Submitted by i_sanitize_my_hands t3_11wreix in MachineLearning

Hello ML sub,

How does one evaluate the quality of training images before actually training a model ? Training a model is surely expensive. What if one had a way of sort of ascertaining that the image quality of a training set for a particular task (say object detection or semantic segmentation etc) ? It doesn't have to be perfect but some kind of hint...

Could you please point me to some papers or studies or discussions on this ?

There are some objective metrics like PSNR or SSIM but they need a reference image

5

Comments

You must log in or register to comment.

Joel_Duncan t1_jczkbc0 wrote

I keep seeing this getting asked like people are expecting a magic bullet solution.

​

In general you can only get out something within the realm of what you put in.

There are intelligent ways to structure training and models, but you can't fill in expected gaps without training with a reference or a close approximation of what those gaps are.

My best suggestion is to limit your input data or muxed model to specific high resolution subsets.

ex.
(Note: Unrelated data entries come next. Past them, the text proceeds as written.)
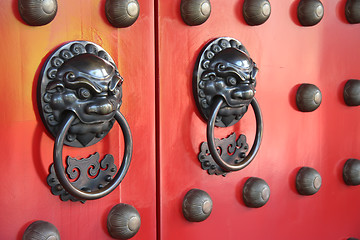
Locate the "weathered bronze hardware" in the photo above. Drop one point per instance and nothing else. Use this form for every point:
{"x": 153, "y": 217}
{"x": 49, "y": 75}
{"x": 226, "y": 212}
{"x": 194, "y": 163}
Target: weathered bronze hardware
{"x": 195, "y": 12}
{"x": 79, "y": 97}
{"x": 224, "y": 86}
{"x": 123, "y": 221}
{"x": 256, "y": 192}
{"x": 256, "y": 12}
{"x": 197, "y": 205}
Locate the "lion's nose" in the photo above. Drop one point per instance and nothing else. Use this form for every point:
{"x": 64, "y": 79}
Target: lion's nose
{"x": 101, "y": 107}
{"x": 244, "y": 93}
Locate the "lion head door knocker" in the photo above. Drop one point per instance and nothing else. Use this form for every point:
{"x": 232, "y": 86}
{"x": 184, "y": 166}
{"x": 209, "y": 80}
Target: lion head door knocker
{"x": 79, "y": 97}
{"x": 224, "y": 86}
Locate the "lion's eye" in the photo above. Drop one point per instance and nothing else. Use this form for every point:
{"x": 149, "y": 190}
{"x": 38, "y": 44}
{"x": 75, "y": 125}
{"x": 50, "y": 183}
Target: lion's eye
{"x": 84, "y": 93}
{"x": 231, "y": 81}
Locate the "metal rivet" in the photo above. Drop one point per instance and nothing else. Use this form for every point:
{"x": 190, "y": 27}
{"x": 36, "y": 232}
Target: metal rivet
{"x": 308, "y": 181}
{"x": 256, "y": 192}
{"x": 207, "y": 207}
{"x": 351, "y": 172}
{"x": 37, "y": 13}
{"x": 352, "y": 11}
{"x": 352, "y": 92}
{"x": 58, "y": 187}
{"x": 310, "y": 12}
{"x": 195, "y": 12}
{"x": 134, "y": 223}
{"x": 133, "y": 9}
{"x": 308, "y": 97}
{"x": 108, "y": 178}
{"x": 197, "y": 205}
{"x": 123, "y": 221}
{"x": 256, "y": 12}
{"x": 205, "y": 8}
{"x": 122, "y": 13}
{"x": 266, "y": 9}
{"x": 40, "y": 230}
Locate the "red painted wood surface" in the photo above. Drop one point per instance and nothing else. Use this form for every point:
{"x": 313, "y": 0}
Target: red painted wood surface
{"x": 287, "y": 55}
{"x": 26, "y": 148}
You can train a LoRa on a small focused subset of data.

0

i_sanitize_my_hands OP t1_jczyrsl wrote

Not expecting a magic bullet solution. Been in the field long enough to know that.

However, any written record of the intelligent ways you mentioned are valuable and worth going through.

One of the reasons it gets asked a lot is because image quality analysis doesn't seem to get enough air time. There are only few papers and sone as old as 2016. They font reflect the trend since 'all you need is attention '

1

wind_dude t1_jd012ru wrote

I'm not big into image generation, but... some thoughts...

- SSIM - I believe the issue here has to due with the quality of the img captions. Perhaps merging captions on images

- could try training boolean classifiers for both images and captions, `is_junk`, and than using that model to remove junk from the training data.

1

xEdwin23x t1_jd0pc6v wrote

Active learning deals with using a small subset of representative images that should perform as well as a larger set of uncurated images. You can consider looking into that.

3

Keiny t1_jd2vgtk wrote

Someone suggested active learning, but it may be more suitable to look into the subfield of data valuation.

Data valuation broadly aims to assign values to data points that represent their contribution to a model’s overall performance. Many methods are based on game theoretic solution concepts such as the Shapley value and are therefore very expensive to compute. In practical settings, I would suggest the Shapley over kNN surrogate by Jia et al. (2019) or LAVA by Just et al. (2023).

You can find more papers at the GitHub repo awesome-data-valuation.

Hope that helps!

1

paulgavrikov t1_jd3jf74 wrote

Currently there are no good methods to do this. There’s discussion of existing methods and many insights into the problem in this paper https://arxiv.org/abs/2206.14486

TL;DR: which images you should remove depends on the ratio between samples / parameters, no current method works anywhere near ideal, but you may see improvements if you choose the most expensive methods

1